HW 07: Bivariate Modeling

The starting point for most models

Purpose

We’ve been visually exploring relationships between two variables by creating appropriate plots to assess how the distribution of a primary outcome (response/dependent) variable changes according to the level of a predictor (explanatory/independent/covariate) variable. We can learn a lot by conducting exploratory data analysis, and if description is the goal then this is where your work can stop.

However, if you want to make conclusions or inference about a relationship, then formal statistical analysis techniques are needed. We start here by formally testing if relationships or associations between two measures exist, then later will see how additional third variables can potentially disrupt or enhance any association that you may find.


Submission instructions

  • Use the QMD template answer the questions.
  • This is a big assignment, so it will be broken into two stages.
    • First draft will be on analyses 1-2, to make sure you are making correct progress.
    • Upload a PDF of your work to the assignment in Canvas

Instructions

In this assignment you will practice FOUR(4) different types of bivariate analysis:

  1. (Q~B) Quantitative Outcome ~ Binary Categorical Explanatory == Two-sample t-tests for a difference in means
  2. (Q~C) Quantitative Outcome ~ Categorical Explanatory == ANOVA
  3. (B~C) Binary Outcome ~ Categorical (or Binary) Explanatory == \(\chi^{2}\) test of Association.
  4. (Q~Q) Quantitative Outcome ~ Quantitative Explanatory == Correlation analysis

For each analysis you will do the following steps:

  1. State which variable (including the variable name from your codebook) will be your explanatory variable and which will be your response variable.

    • Remember, you have some variables in your codebook that can act as both categorical and quantitative.
    • Decide which of those variables makes sense to “explain” the other. Don’t just blindly pick a bunch of variables.
    • Think about the relationship among your variables, keeping in mind your original research questions. You may use gender as your categorical explanatory variable if you are struggling to find an explanatory and response relationship that makes sense.
  2. Create an appropriate bivariate plot to visualize the relationship you are exploring. Calculate appropriate summary statistics. Summarize the relationship between the explanatory and outcome variables in short paragraph form.

  3. Write the relationship you want to examine in the form of a research question using symbols and words.

    • Define the parameters being tested. (\(\rho\), \(p_{1}\), \(\mu_{1}\), \(\rho_{1}\) etc)
    • Translate the null and alternative hypotheses into \(H_{0}\) and \(H_{A}\) with symbols.
  4. State and justify the analysis model. Check assumptions.

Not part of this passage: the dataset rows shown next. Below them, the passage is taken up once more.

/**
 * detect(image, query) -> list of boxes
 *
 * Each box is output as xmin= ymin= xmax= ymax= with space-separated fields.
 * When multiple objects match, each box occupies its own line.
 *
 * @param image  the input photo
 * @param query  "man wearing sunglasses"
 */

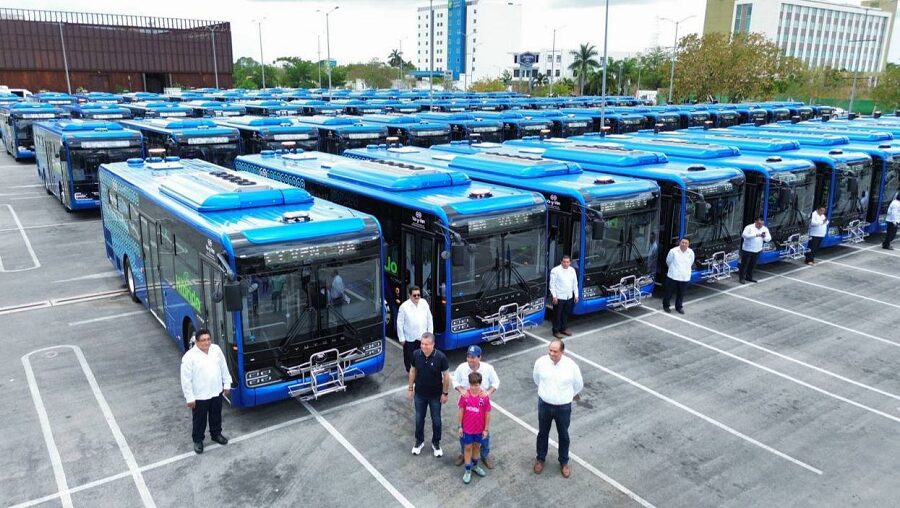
xmin=397 ymin=285 xmax=434 ymax=372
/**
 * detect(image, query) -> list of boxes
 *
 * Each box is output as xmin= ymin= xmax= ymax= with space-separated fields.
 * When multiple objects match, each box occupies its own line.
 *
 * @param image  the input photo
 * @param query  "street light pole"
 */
xmin=317 ymin=35 xmax=322 ymax=88
xmin=550 ymin=28 xmax=557 ymax=88
xmin=254 ymin=18 xmax=267 ymax=89
xmin=599 ymin=0 xmax=609 ymax=135
xmin=205 ymin=26 xmax=220 ymax=89
xmin=660 ymin=15 xmax=694 ymax=105
xmin=848 ymin=7 xmax=874 ymax=115
xmin=399 ymin=38 xmax=404 ymax=86
xmin=429 ymin=0 xmax=435 ymax=108
xmin=317 ymin=6 xmax=339 ymax=100
xmin=57 ymin=22 xmax=72 ymax=94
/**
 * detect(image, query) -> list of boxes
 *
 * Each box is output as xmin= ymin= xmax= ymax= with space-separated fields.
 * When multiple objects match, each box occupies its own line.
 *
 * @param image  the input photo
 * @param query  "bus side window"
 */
xmin=403 ymin=231 xmax=415 ymax=288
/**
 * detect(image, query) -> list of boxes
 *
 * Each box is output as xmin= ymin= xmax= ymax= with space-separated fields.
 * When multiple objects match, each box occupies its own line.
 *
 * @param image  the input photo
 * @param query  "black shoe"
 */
xmin=211 ymin=434 xmax=228 ymax=445
xmin=663 ymin=307 xmax=671 ymax=313
xmin=884 ymin=245 xmax=895 ymax=250
xmin=747 ymin=278 xmax=758 ymax=283
xmin=739 ymin=279 xmax=746 ymax=284
xmin=675 ymin=308 xmax=685 ymax=315
xmin=193 ymin=441 xmax=204 ymax=454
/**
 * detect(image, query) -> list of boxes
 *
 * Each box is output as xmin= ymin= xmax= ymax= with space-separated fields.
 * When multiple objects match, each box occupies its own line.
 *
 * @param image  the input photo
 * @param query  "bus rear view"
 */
xmin=120 ymin=118 xmax=241 ymax=168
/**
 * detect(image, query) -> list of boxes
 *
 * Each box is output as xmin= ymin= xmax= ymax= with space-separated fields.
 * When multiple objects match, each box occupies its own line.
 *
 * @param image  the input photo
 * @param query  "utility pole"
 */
xmin=317 ymin=35 xmax=322 ymax=88
xmin=254 ymin=18 xmax=267 ymax=88
xmin=848 ymin=7 xmax=874 ymax=115
xmin=57 ymin=22 xmax=72 ymax=94
xmin=205 ymin=26 xmax=220 ymax=89
xmin=660 ymin=15 xmax=694 ymax=105
xmin=550 ymin=28 xmax=557 ymax=88
xmin=599 ymin=0 xmax=609 ymax=134
xmin=317 ymin=7 xmax=339 ymax=100
xmin=429 ymin=0 xmax=435 ymax=108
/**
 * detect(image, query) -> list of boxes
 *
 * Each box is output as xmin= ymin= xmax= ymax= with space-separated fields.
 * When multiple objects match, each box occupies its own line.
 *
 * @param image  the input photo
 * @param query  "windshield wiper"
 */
xmin=504 ymin=244 xmax=536 ymax=300
xmin=278 ymin=307 xmax=316 ymax=354
xmin=327 ymin=303 xmax=359 ymax=337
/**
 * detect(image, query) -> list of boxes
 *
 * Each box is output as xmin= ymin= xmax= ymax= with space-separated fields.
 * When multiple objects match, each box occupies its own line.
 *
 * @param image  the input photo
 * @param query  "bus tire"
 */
xmin=183 ymin=320 xmax=195 ymax=352
xmin=124 ymin=258 xmax=140 ymax=303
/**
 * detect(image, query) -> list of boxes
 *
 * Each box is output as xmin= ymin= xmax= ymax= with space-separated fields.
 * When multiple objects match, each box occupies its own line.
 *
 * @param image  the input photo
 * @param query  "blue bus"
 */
xmin=472 ymin=111 xmax=554 ymax=141
xmin=100 ymin=157 xmax=385 ymax=406
xmin=330 ymin=99 xmax=385 ymax=116
xmin=74 ymin=92 xmax=124 ymax=104
xmin=125 ymin=101 xmax=193 ymax=119
xmin=627 ymin=132 xmax=819 ymax=263
xmin=707 ymin=107 xmax=741 ymax=128
xmin=735 ymin=105 xmax=769 ymax=125
xmin=347 ymin=143 xmax=661 ymax=312
xmin=288 ymin=99 xmax=343 ymax=117
xmin=517 ymin=110 xmax=594 ymax=138
xmin=243 ymin=100 xmax=303 ymax=117
xmin=674 ymin=128 xmax=873 ymax=246
xmin=368 ymin=100 xmax=421 ymax=115
xmin=119 ymin=118 xmax=240 ymax=167
xmin=294 ymin=116 xmax=388 ymax=154
xmin=416 ymin=112 xmax=505 ymax=143
xmin=736 ymin=122 xmax=894 ymax=144
xmin=507 ymin=137 xmax=747 ymax=282
xmin=63 ymin=102 xmax=133 ymax=120
xmin=359 ymin=114 xmax=452 ymax=148
xmin=30 ymin=92 xmax=78 ymax=106
xmin=185 ymin=100 xmax=247 ymax=118
xmin=634 ymin=108 xmax=681 ymax=132
xmin=214 ymin=116 xmax=319 ymax=154
xmin=34 ymin=119 xmax=143 ymax=211
xmin=235 ymin=150 xmax=548 ymax=350
xmin=0 ymin=102 xmax=69 ymax=160
xmin=0 ymin=92 xmax=22 ymax=106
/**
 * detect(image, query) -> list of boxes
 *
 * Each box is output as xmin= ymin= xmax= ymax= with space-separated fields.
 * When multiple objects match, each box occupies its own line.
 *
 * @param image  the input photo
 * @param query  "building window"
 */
xmin=733 ymin=3 xmax=752 ymax=33
xmin=556 ymin=69 xmax=560 ymax=77
xmin=514 ymin=69 xmax=520 ymax=77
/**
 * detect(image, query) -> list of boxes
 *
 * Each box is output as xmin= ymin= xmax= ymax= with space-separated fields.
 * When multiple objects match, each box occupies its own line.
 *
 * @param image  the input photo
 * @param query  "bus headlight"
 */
xmin=451 ymin=317 xmax=475 ymax=333
xmin=246 ymin=368 xmax=280 ymax=387
xmin=529 ymin=297 xmax=545 ymax=311
xmin=361 ymin=340 xmax=383 ymax=357
xmin=828 ymin=226 xmax=839 ymax=236
xmin=582 ymin=286 xmax=600 ymax=298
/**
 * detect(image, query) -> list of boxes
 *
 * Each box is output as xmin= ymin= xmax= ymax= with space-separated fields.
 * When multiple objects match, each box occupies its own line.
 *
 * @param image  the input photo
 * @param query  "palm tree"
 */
xmin=569 ymin=43 xmax=600 ymax=95
xmin=388 ymin=49 xmax=403 ymax=68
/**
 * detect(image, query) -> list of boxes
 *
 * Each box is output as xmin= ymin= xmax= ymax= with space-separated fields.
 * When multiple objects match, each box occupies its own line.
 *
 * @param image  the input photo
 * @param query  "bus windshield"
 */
xmin=237 ymin=249 xmax=382 ymax=353
xmin=15 ymin=119 xmax=35 ymax=143
xmin=70 ymin=147 xmax=143 ymax=197
xmin=684 ymin=181 xmax=744 ymax=249
xmin=766 ymin=169 xmax=815 ymax=233
xmin=174 ymin=142 xmax=239 ymax=167
xmin=583 ymin=194 xmax=659 ymax=276
xmin=451 ymin=208 xmax=547 ymax=301
xmin=880 ymin=157 xmax=900 ymax=216
xmin=831 ymin=160 xmax=873 ymax=222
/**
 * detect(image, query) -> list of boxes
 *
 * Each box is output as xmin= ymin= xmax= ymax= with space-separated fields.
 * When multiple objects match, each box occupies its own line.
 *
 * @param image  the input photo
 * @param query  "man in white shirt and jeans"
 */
xmin=549 ymin=255 xmax=578 ymax=339
xmin=739 ymin=216 xmax=770 ymax=283
xmin=882 ymin=193 xmax=900 ymax=250
xmin=452 ymin=345 xmax=500 ymax=469
xmin=805 ymin=206 xmax=829 ymax=265
xmin=180 ymin=329 xmax=232 ymax=454
xmin=396 ymin=285 xmax=434 ymax=372
xmin=663 ymin=238 xmax=694 ymax=314
xmin=533 ymin=339 xmax=583 ymax=479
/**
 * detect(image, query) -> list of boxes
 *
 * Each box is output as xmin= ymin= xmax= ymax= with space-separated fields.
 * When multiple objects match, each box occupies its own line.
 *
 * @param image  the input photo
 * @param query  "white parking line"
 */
xmin=757 ymin=269 xmax=900 ymax=310
xmin=492 ymin=402 xmax=655 ymax=508
xmin=0 ymin=204 xmax=41 ymax=272
xmin=301 ymin=400 xmax=415 ymax=508
xmin=69 ymin=310 xmax=146 ymax=326
xmin=0 ymin=220 xmax=100 ymax=234
xmin=827 ymin=260 xmax=900 ymax=280
xmin=523 ymin=331 xmax=823 ymax=475
xmin=618 ymin=310 xmax=900 ymax=422
xmin=702 ymin=286 xmax=900 ymax=349
xmin=21 ymin=345 xmax=157 ymax=508
xmin=845 ymin=243 xmax=900 ymax=258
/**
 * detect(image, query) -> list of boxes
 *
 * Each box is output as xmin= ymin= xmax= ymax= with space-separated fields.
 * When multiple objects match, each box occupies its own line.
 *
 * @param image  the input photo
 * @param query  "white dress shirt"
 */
xmin=741 ymin=224 xmax=771 ymax=253
xmin=329 ymin=274 xmax=345 ymax=301
xmin=396 ymin=298 xmax=433 ymax=343
xmin=809 ymin=211 xmax=829 ymax=238
xmin=886 ymin=198 xmax=900 ymax=224
xmin=533 ymin=355 xmax=583 ymax=405
xmin=181 ymin=344 xmax=232 ymax=403
xmin=549 ymin=264 xmax=578 ymax=300
xmin=452 ymin=361 xmax=500 ymax=391
xmin=666 ymin=246 xmax=695 ymax=282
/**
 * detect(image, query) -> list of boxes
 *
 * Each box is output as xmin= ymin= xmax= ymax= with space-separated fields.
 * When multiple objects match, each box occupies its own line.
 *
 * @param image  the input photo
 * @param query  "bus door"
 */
xmin=547 ymin=208 xmax=573 ymax=267
xmin=402 ymin=226 xmax=444 ymax=333
xmin=139 ymin=215 xmax=165 ymax=320
xmin=201 ymin=260 xmax=237 ymax=378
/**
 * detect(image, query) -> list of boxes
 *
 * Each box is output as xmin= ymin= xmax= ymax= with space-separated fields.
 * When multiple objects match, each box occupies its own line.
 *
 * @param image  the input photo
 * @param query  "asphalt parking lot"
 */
xmin=1 ymin=149 xmax=898 ymax=508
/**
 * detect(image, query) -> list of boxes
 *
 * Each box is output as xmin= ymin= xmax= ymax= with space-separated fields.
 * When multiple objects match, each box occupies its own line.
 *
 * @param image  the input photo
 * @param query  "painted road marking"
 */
xmin=69 ymin=310 xmax=146 ymax=327
xmin=757 ymin=269 xmax=900 ymax=310
xmin=0 ymin=204 xmax=41 ymax=272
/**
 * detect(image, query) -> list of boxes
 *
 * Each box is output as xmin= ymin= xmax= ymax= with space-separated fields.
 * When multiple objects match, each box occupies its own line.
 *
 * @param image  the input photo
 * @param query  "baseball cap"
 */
xmin=466 ymin=345 xmax=482 ymax=357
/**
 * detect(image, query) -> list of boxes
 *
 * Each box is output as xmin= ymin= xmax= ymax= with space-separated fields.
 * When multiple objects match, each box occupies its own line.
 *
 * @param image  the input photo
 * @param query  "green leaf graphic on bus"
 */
xmin=175 ymin=272 xmax=202 ymax=313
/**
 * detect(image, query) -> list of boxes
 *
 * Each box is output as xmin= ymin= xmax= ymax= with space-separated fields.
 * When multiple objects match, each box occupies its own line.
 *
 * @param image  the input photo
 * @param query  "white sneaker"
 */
xmin=411 ymin=442 xmax=425 ymax=455
xmin=432 ymin=443 xmax=443 ymax=457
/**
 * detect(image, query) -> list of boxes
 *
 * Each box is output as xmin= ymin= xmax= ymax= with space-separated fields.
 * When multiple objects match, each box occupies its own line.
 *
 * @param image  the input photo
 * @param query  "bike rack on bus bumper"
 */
xmin=285 ymin=347 xmax=365 ymax=401
xmin=603 ymin=274 xmax=654 ymax=310
xmin=480 ymin=301 xmax=538 ymax=345
xmin=841 ymin=219 xmax=869 ymax=244
xmin=779 ymin=233 xmax=810 ymax=260
xmin=700 ymin=250 xmax=739 ymax=282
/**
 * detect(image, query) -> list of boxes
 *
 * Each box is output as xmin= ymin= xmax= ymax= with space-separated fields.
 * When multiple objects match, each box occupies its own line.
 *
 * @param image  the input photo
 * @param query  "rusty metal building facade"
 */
xmin=0 ymin=9 xmax=233 ymax=93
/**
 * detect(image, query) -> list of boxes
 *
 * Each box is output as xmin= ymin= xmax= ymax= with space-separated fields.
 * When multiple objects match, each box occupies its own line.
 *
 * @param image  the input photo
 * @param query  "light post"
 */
xmin=204 ymin=25 xmax=220 ymax=89
xmin=252 ymin=18 xmax=267 ymax=89
xmin=660 ymin=15 xmax=695 ymax=105
xmin=317 ymin=6 xmax=339 ymax=100
xmin=599 ymin=0 xmax=609 ymax=135
xmin=429 ymin=0 xmax=435 ymax=108
xmin=317 ymin=34 xmax=322 ymax=88
xmin=57 ymin=22 xmax=72 ymax=94
xmin=848 ymin=7 xmax=875 ymax=115
xmin=548 ymin=25 xmax=565 ymax=88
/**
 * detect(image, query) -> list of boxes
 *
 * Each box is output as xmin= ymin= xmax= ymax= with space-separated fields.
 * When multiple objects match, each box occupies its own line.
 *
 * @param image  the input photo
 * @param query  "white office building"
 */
xmin=416 ymin=0 xmax=522 ymax=84
xmin=704 ymin=0 xmax=896 ymax=73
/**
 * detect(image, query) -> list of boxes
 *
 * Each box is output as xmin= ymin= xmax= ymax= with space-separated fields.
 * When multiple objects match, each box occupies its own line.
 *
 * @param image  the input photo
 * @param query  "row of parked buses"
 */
xmin=4 ymin=87 xmax=896 ymax=408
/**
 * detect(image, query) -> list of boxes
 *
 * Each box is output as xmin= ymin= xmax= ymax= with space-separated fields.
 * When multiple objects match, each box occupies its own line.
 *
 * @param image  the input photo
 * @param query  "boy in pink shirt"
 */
xmin=457 ymin=372 xmax=492 ymax=484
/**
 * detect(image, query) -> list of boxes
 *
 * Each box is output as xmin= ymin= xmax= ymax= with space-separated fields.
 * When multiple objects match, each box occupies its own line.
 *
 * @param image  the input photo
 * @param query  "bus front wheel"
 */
xmin=124 ymin=258 xmax=140 ymax=303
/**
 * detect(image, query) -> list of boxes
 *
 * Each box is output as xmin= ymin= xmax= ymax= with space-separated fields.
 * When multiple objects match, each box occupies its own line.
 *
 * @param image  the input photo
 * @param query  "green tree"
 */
xmin=569 ymin=43 xmax=600 ymax=95
xmin=500 ymin=70 xmax=513 ymax=86
xmin=343 ymin=60 xmax=396 ymax=89
xmin=872 ymin=63 xmax=900 ymax=110
xmin=388 ymin=49 xmax=404 ymax=68
xmin=233 ymin=56 xmax=263 ymax=89
xmin=470 ymin=78 xmax=507 ymax=92
xmin=275 ymin=57 xmax=318 ymax=88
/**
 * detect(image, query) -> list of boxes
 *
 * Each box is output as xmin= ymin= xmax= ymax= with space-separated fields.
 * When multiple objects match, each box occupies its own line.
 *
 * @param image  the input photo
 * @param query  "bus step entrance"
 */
xmin=481 ymin=302 xmax=529 ymax=346
xmin=604 ymin=275 xmax=653 ymax=310
xmin=700 ymin=251 xmax=738 ymax=282
xmin=842 ymin=219 xmax=869 ymax=244
xmin=779 ymin=233 xmax=810 ymax=260
xmin=287 ymin=348 xmax=362 ymax=401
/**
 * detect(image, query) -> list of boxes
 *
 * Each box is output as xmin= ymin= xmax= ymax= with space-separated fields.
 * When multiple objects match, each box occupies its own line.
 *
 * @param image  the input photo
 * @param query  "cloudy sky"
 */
xmin=8 ymin=0 xmax=900 ymax=68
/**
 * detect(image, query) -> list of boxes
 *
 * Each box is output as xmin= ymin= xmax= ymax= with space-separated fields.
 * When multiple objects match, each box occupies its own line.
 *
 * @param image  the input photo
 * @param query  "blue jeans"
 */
xmin=536 ymin=398 xmax=572 ymax=465
xmin=459 ymin=431 xmax=491 ymax=458
xmin=414 ymin=393 xmax=442 ymax=446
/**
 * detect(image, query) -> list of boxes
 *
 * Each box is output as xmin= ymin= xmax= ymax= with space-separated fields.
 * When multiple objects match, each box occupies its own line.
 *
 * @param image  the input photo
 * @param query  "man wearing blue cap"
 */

    • Even if these assumptions are potentially violated, for the purposes of this assignment, acknowledge this limitation and continue with the prescribed analysis. (If a non-parametric test is appropriate, state it here.)
  5. Conduct the test and make a decision about the plausibility of the alternative hypothesis.

  6. Write a conclusion in context of the problem that includes a point estimate, confidence interval, and p-value.